Menikah itu 2 individu menjadi 1. Dan sesederhana persamaan matematis, itu berarti sama dengan 1 menjadi 1/2, ya tho?
Artinya, seseorang harus “mengosongkan” 1/2 dirinya untuk diisi oleh pasangannya.
*duh, aku ngomyang apa sih*
aku menunggu dirimu membuat postingan yang sama kayak Tika di milis, Mbak š
*peluk-peluk Mbak Medina*
ah… menikah itu kan cuman sesederhana berani menafikkan ego kita sendiri, mau berbagi, toleransi, menemukan kesepahaman dan semacam itulah.
itu kan sudah Indonesia banget gitu…
kalo anda merasa bagian dari Bangsa Indonesia, itu hal biasa.

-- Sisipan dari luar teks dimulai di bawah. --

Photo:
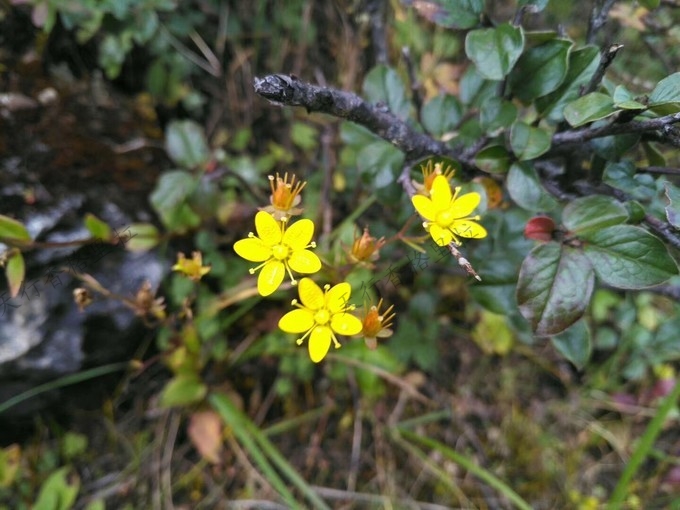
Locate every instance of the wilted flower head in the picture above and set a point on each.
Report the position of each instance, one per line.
(280, 250)
(193, 268)
(376, 325)
(430, 171)
(285, 196)
(365, 248)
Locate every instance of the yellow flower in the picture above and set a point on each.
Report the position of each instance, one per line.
(365, 248)
(280, 250)
(448, 217)
(376, 325)
(193, 268)
(285, 196)
(321, 316)
(429, 174)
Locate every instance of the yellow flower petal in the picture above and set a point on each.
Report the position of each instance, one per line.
(253, 249)
(441, 193)
(465, 204)
(305, 262)
(299, 234)
(346, 324)
(338, 297)
(424, 206)
(468, 228)
(319, 343)
(441, 236)
(297, 321)
(310, 294)
(268, 229)
(270, 277)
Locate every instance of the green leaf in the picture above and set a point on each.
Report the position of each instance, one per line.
(593, 212)
(169, 200)
(458, 14)
(493, 159)
(529, 142)
(574, 344)
(673, 207)
(183, 389)
(495, 50)
(11, 229)
(582, 65)
(554, 287)
(142, 237)
(15, 270)
(496, 114)
(540, 70)
(383, 84)
(622, 175)
(628, 257)
(524, 187)
(665, 98)
(589, 108)
(97, 228)
(441, 115)
(56, 493)
(186, 143)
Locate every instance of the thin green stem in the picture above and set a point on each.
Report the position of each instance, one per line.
(67, 380)
(643, 448)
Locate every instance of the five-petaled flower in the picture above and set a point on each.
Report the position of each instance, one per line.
(447, 217)
(320, 316)
(280, 250)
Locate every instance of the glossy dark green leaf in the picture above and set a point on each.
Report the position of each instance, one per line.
(574, 344)
(441, 115)
(589, 108)
(582, 65)
(383, 84)
(496, 114)
(524, 187)
(628, 257)
(554, 287)
(529, 142)
(673, 207)
(622, 175)
(459, 14)
(665, 98)
(540, 70)
(495, 50)
(493, 159)
(13, 229)
(186, 143)
(594, 211)
(15, 270)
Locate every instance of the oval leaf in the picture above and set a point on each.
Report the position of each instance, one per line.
(528, 142)
(495, 50)
(15, 271)
(493, 159)
(554, 287)
(525, 188)
(574, 344)
(628, 257)
(540, 70)
(12, 229)
(595, 211)
(589, 108)
(186, 143)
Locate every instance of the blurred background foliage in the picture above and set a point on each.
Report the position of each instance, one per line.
(463, 407)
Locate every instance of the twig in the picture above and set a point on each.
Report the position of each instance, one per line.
(289, 91)
(636, 126)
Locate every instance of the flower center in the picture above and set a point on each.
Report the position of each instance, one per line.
(280, 251)
(444, 218)
(322, 317)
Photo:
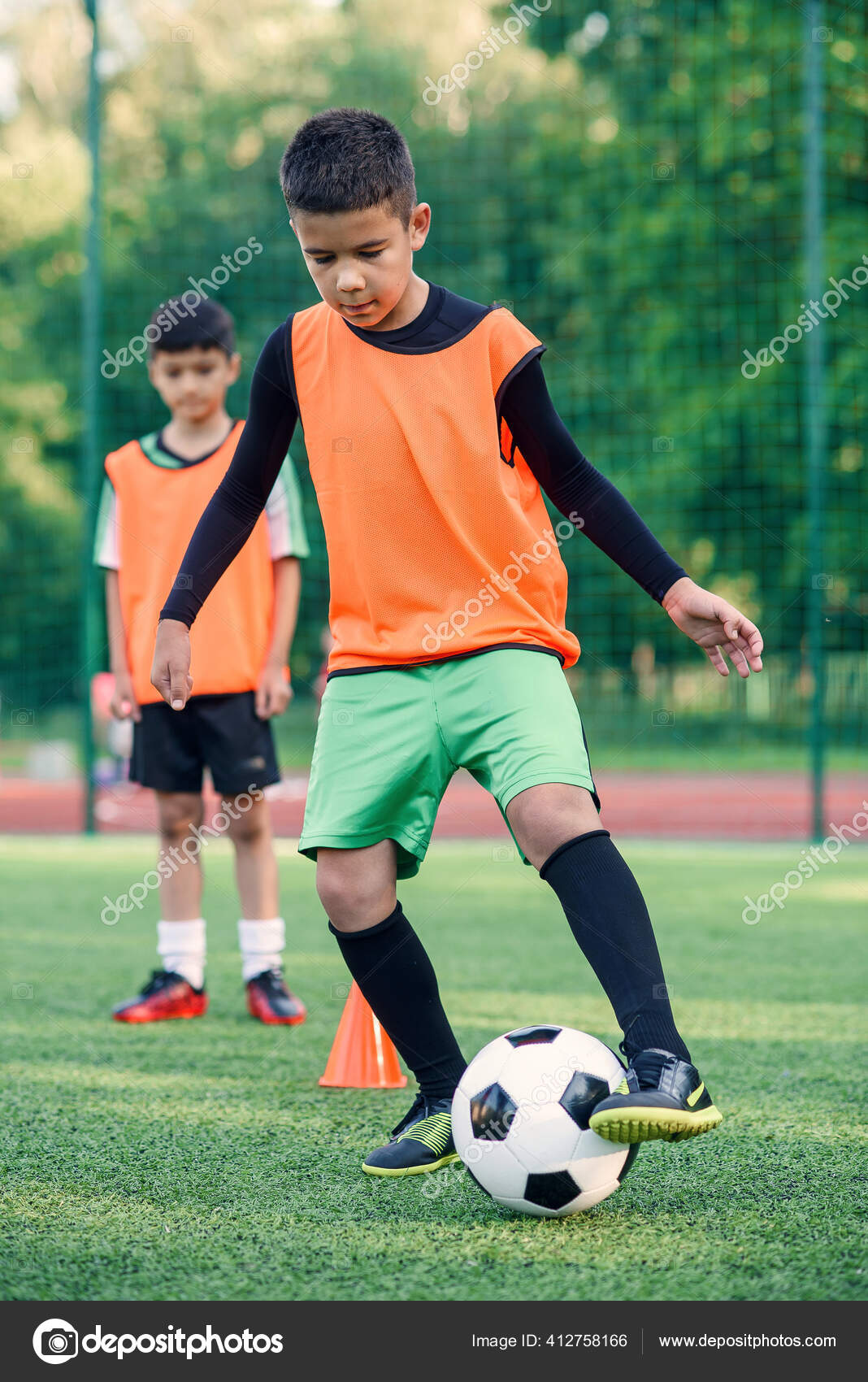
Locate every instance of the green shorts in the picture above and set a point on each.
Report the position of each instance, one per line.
(388, 744)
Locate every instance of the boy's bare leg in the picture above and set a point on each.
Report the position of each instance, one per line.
(358, 888)
(181, 892)
(262, 932)
(256, 866)
(546, 815)
(181, 928)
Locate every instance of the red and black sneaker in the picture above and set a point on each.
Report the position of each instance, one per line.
(270, 999)
(165, 995)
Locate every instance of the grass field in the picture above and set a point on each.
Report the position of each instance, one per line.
(202, 1161)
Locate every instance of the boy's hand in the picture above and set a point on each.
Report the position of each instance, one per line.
(272, 694)
(171, 669)
(716, 626)
(124, 704)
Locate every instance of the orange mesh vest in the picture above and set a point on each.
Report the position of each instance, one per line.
(437, 545)
(158, 509)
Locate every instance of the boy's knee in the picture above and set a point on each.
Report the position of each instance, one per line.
(179, 811)
(249, 827)
(353, 902)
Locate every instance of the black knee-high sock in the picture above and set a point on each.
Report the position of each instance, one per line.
(609, 918)
(396, 976)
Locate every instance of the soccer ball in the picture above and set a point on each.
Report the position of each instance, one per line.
(520, 1121)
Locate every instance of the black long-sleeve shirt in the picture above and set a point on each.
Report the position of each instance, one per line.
(564, 474)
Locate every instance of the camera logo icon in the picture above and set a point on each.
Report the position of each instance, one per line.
(55, 1341)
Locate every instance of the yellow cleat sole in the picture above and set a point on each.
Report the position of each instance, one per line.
(410, 1171)
(637, 1123)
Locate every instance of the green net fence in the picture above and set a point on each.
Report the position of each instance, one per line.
(631, 180)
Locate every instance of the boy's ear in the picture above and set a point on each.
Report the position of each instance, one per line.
(420, 224)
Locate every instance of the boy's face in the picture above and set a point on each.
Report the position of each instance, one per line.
(193, 383)
(361, 262)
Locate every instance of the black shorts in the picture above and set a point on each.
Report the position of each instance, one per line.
(223, 732)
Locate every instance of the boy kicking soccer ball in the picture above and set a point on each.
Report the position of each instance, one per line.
(154, 489)
(432, 436)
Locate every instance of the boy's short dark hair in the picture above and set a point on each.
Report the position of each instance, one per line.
(347, 161)
(185, 324)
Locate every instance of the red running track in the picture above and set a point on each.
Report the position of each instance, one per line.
(749, 806)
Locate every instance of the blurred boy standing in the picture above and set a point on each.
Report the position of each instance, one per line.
(154, 489)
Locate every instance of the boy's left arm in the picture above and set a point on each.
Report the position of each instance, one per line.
(274, 691)
(589, 501)
(716, 626)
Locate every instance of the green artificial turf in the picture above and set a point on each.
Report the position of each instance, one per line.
(201, 1160)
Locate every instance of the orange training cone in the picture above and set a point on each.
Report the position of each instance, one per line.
(362, 1056)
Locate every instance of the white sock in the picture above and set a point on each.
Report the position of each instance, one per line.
(181, 949)
(262, 945)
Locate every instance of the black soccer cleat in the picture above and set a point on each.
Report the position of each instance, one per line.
(660, 1097)
(270, 999)
(420, 1142)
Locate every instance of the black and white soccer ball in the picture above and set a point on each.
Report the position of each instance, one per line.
(520, 1119)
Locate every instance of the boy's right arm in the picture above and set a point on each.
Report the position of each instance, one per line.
(230, 517)
(124, 698)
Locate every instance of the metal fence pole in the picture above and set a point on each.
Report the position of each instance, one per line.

meski saya juga sepakat, menikah itu pilihan. kalo “dipaksa”, dengan alasan apapun. percuma..!!!
demikianlah sebaiknya ya
bukan karena alesan ini itu
walau kadang berbagai alesan absurd jg terkemuka
dan jadinya,
kapan kau jd pemberani, meth?
*halagh*
tunggu laki-laki yang penghasilannya 3 milyar per tahun..he3
Jelas nggak berani kalo menikah karena dipaksa-paksa (terpaksa).
yup…setuju menikah itu tentang keberanian dan pilihan…so jadi kapan saya berani ya??? *ga ada yg ngajak sih….*eaaaa..malah curcol…:))

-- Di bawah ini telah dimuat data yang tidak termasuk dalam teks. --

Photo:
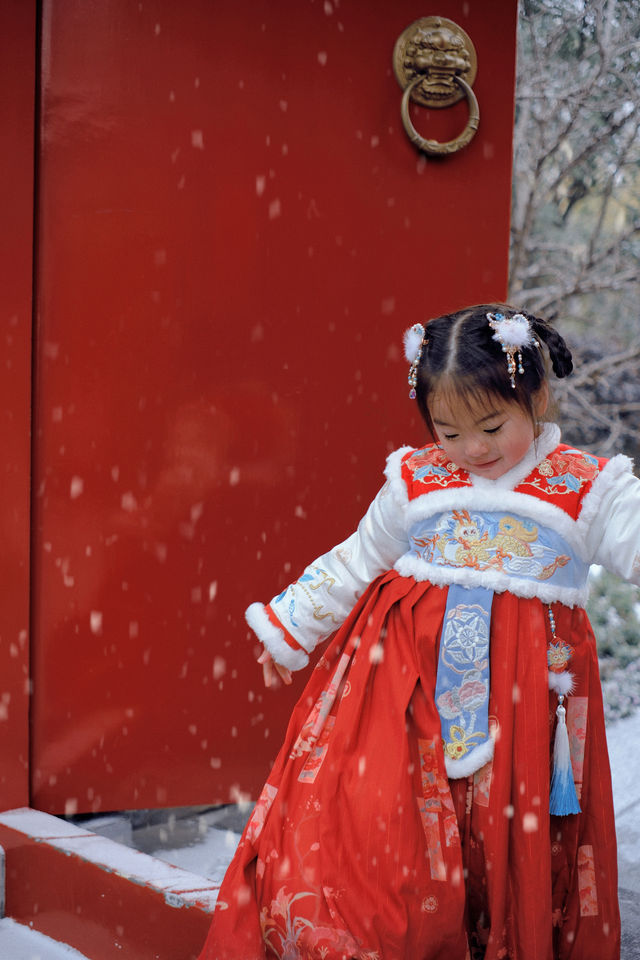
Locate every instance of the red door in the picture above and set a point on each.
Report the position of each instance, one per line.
(233, 232)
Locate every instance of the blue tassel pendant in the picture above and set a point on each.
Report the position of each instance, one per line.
(563, 798)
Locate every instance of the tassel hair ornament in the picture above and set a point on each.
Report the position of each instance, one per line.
(513, 334)
(563, 799)
(415, 340)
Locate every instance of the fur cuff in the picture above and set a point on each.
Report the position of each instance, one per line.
(274, 639)
(475, 759)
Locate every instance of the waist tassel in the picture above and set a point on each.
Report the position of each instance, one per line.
(563, 799)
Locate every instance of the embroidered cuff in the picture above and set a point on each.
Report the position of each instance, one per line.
(284, 649)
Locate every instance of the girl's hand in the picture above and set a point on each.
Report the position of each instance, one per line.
(273, 672)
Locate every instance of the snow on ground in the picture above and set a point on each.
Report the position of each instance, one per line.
(18, 942)
(208, 857)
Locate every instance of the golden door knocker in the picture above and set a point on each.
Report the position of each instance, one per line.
(435, 63)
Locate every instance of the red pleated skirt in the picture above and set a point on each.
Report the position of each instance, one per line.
(360, 847)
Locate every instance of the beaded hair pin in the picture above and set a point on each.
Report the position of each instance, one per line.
(415, 340)
(512, 333)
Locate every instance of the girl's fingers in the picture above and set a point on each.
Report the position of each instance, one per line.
(285, 673)
(272, 671)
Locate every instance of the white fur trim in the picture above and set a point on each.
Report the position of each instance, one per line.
(273, 639)
(538, 451)
(511, 332)
(442, 576)
(473, 761)
(412, 340)
(606, 479)
(393, 473)
(561, 683)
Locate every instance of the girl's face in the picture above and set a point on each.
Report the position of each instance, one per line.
(486, 439)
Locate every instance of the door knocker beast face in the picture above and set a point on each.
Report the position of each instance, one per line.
(435, 63)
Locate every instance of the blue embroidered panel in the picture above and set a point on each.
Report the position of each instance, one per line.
(497, 541)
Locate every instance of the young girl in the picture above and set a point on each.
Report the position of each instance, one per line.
(444, 792)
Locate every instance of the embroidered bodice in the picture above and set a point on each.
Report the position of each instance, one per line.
(534, 532)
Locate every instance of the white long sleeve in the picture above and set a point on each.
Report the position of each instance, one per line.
(316, 604)
(612, 525)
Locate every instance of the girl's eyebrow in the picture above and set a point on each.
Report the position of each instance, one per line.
(488, 416)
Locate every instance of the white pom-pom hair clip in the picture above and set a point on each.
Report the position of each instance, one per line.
(415, 339)
(513, 334)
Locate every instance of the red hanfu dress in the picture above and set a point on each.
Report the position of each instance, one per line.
(361, 845)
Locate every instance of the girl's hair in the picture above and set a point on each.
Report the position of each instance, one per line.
(461, 357)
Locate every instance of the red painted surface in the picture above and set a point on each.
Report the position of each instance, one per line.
(17, 56)
(102, 913)
(234, 231)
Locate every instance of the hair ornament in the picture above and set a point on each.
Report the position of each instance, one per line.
(513, 334)
(415, 339)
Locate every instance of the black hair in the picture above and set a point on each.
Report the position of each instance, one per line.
(460, 355)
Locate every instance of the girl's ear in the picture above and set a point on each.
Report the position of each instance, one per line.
(541, 400)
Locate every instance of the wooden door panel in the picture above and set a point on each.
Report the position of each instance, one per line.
(233, 233)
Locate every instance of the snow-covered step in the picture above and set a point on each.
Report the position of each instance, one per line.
(104, 899)
(18, 942)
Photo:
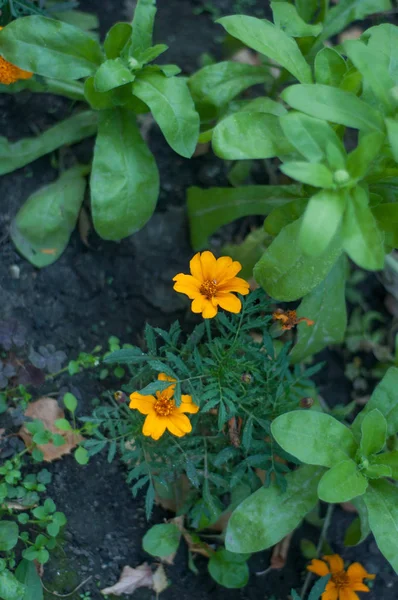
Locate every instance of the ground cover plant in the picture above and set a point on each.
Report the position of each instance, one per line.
(215, 417)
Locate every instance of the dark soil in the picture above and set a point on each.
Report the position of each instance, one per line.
(113, 289)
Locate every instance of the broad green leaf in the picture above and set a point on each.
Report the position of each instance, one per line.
(342, 483)
(143, 22)
(10, 587)
(359, 529)
(43, 226)
(384, 398)
(382, 504)
(281, 216)
(360, 160)
(172, 107)
(111, 74)
(362, 239)
(27, 574)
(311, 137)
(326, 306)
(321, 221)
(345, 12)
(245, 135)
(218, 84)
(389, 459)
(268, 39)
(8, 535)
(124, 177)
(330, 67)
(286, 273)
(288, 19)
(374, 433)
(313, 437)
(14, 155)
(229, 569)
(209, 209)
(332, 104)
(373, 71)
(392, 130)
(269, 514)
(162, 540)
(116, 39)
(314, 174)
(50, 48)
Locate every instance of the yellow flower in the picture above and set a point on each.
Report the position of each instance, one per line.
(211, 284)
(162, 412)
(9, 73)
(343, 584)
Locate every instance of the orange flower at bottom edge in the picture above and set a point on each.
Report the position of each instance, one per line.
(10, 73)
(289, 318)
(211, 284)
(162, 412)
(342, 584)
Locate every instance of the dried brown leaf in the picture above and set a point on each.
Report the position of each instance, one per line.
(48, 411)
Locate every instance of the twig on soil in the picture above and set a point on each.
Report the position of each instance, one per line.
(70, 593)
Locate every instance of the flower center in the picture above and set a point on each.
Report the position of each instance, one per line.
(209, 288)
(163, 406)
(341, 580)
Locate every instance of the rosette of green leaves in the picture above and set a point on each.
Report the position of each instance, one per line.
(118, 84)
(340, 203)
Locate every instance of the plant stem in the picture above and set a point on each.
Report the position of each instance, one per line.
(322, 537)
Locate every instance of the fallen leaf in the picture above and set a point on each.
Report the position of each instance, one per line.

yah yah. menikah? kok ak blom nikah ya.. hmmm apakah ak bkan pemberani?
Lebih berani lagi kalo menikah sebagai istri kedua atau kesekian š
*lempar mercon*
artikelnya sangat menarik dan saya sepakat ^^
namun menurut sayasemua orang dalam hidupnya memang memiliki satu tujuan hidup yaitu ingin bahagia.. ketika dalam pernikahannya dia tidak menemukan kebahagiaan bukan berarti dia lari… penyesuaian dalam pernikahan dilakukan agar kita bahagia bukan? sepanjang hidup, maanusia akan terus menyesuaikan diri dengan lingkungan, pasangan, keluarga, ditempat kerja, dan sebagainya… yang semua itu dilakukan agar manusia tersebut dapat berkembang dengan baik semasa hidupnya… dan apalagi yang didapatkan jika seseorang berkembang dengan baik dalam hidupnya? menurut saya, dia akan bahagia š
btw mba salam kenal yaa
Thanks for good post, I never see great blog like this, I will revisit later.
Kalau “menikah” itu seperti layaknya kita mengejar gelar kesarjanaan, saya yakin sebagian besar berharap untuk lulus sarjana….bukan memilih DO karena sulitnya mengejar kelulusan.
Dengan kata lain…kalau orang lain bisa sukses melewati kesulitan dalam menikah/memperoleh ijazah sarjana…kenapa kita tidak bisa?
Dan saya sdh 28th melewati masa sulit bersama istri dan anak2 yg sdh menginjak dewasa….Alhamdulillah semua bisa diatasi bersama.